The Circular Economy 4 Business Pilot Program is designed to provide small to medium businesses (SMEs) with knowledge of circular economy theory and global practices, practical skills and design and planning tools.

The program is led by Business Chamber Queensland, the University of Queensland (UQ)’s Centre for Policy Futures and funded by the Queensland Government’s Department of Environment and Science.

CE4B participants

Atlas Soils is a Townsville-based company that provides waste management services to clients seeking to divert organics and clean excavated material from landfill. They convert organic and earth waste materials into a range of commercial microbial humic soils and soil conditioners and provide soil enhancement services to farmers.

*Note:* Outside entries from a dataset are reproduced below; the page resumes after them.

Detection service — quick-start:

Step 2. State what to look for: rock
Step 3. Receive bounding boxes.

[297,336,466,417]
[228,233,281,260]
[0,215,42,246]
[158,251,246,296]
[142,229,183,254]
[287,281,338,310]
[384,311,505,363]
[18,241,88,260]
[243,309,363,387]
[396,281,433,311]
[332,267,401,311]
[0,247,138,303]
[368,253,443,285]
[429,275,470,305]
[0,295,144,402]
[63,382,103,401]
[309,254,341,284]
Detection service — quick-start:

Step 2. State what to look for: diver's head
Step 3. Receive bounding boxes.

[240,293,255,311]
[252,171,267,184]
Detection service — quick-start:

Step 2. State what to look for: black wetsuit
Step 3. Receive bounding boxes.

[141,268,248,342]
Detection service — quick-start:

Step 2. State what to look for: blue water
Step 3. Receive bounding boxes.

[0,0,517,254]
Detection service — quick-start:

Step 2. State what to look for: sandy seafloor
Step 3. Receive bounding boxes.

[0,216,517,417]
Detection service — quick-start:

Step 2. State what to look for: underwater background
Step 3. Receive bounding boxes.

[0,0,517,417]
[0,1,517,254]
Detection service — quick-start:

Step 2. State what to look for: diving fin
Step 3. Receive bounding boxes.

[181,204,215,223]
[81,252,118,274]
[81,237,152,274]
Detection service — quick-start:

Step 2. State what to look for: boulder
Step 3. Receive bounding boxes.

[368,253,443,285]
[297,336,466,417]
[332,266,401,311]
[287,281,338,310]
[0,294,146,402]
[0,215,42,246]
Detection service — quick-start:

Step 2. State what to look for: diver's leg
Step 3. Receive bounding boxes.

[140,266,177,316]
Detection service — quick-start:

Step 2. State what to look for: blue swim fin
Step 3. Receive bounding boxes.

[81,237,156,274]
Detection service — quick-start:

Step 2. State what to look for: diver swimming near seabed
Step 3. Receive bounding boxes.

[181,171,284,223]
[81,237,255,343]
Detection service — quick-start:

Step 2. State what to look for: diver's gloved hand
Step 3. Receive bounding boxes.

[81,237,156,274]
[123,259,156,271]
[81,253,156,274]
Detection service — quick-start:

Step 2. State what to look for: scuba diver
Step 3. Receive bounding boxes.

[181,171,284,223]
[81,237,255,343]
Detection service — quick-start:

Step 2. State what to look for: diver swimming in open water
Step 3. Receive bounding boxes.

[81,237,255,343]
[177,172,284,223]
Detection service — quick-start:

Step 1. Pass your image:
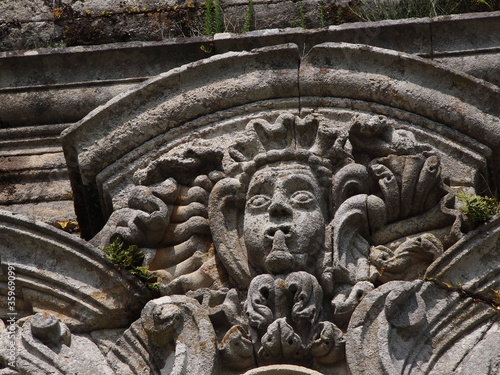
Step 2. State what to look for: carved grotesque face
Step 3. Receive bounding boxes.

[243,163,325,274]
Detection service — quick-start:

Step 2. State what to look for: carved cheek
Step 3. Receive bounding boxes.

[243,212,271,269]
[295,209,325,254]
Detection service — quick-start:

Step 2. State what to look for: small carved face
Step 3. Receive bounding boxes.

[243,163,326,274]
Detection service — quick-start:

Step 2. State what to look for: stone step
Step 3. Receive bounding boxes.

[0,123,75,224]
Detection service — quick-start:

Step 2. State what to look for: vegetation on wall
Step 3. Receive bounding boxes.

[102,237,158,290]
[349,0,500,21]
[457,192,500,223]
[0,0,500,55]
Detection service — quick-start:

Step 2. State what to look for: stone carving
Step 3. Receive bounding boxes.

[69,113,461,374]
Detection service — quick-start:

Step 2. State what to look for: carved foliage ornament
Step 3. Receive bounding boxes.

[3,113,474,374]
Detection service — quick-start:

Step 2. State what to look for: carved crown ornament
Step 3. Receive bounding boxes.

[0,44,500,375]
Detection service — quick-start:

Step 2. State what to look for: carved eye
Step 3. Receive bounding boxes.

[292,190,315,204]
[247,194,271,208]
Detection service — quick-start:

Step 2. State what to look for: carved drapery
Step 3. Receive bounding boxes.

[0,44,500,375]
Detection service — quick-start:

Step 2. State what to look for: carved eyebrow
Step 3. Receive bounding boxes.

[247,175,276,196]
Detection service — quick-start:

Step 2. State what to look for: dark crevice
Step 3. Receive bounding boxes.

[425,277,500,310]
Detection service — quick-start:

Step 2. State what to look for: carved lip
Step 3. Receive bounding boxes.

[265,224,293,240]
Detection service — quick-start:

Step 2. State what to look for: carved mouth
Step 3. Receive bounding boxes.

[265,225,292,240]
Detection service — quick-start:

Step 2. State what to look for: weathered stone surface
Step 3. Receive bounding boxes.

[0,19,500,375]
[0,211,149,332]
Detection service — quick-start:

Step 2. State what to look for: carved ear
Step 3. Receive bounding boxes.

[208,178,251,287]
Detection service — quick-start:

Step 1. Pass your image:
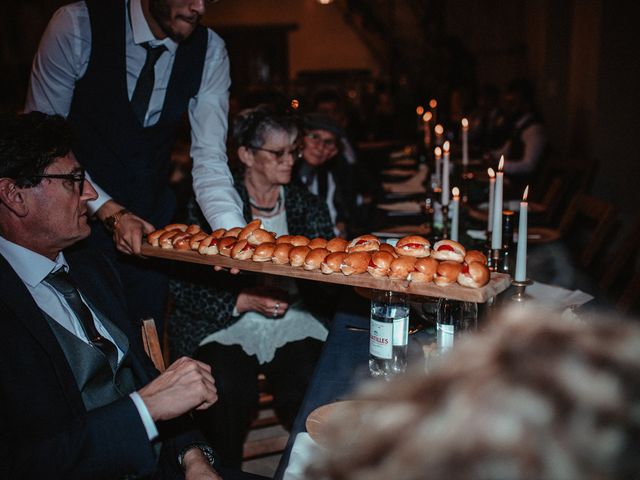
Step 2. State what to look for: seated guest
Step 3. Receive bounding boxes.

[306,311,640,480]
[0,112,233,480]
[169,106,335,466]
[493,79,548,188]
[295,113,355,237]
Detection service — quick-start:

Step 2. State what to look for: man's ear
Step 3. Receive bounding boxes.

[238,147,254,167]
[0,178,29,217]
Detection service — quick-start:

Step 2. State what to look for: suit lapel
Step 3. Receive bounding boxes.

[0,255,84,412]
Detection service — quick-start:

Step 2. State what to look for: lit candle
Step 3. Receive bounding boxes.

Through the CE4B program, Atlas Soils diverted over 1,000 tonnes of green waste and 300 tonnes of soil from landfill and produced enough HumiSoil to remediate around 250 hectares of land. The cost of landfill levies that would have otherwise occurred from disposing the waste was instead diverted to 24 local businesses along the supply chain.

During the CE4B program, Atlas Soils introduced a new cradle-to-cradle product-service system model that provided on-site soil regeneration services to farmers by converting the farm’s own agriculture-waste to humic soils which were then reapplied back onto the farm.

Full Circle Fibres

Full Circle Fibres joined the CE4B program to create a closed-loop textile supply chain domestically to reduce the growing volume of textile waste sent to landfill each year, particularly from the ‘fast fashion’ industry. Through the pilot project, they sought to test Australia’s national capability to repurpose textiles from end-of-life garments and production offcuts. Specifically, Full Circle Fibres aims were to trial new partnerships along the supply chain in collecting, sorting, and reprocessing offcuts and post-consumer textile waste.

The outcomes of Full Circle Fibres’ project included the diversion of 200kg of fibre and textile waste from landfill, the creation of new products to showcase to potential end-users such as government departments and corporations, and the creation of new partnerships and networks.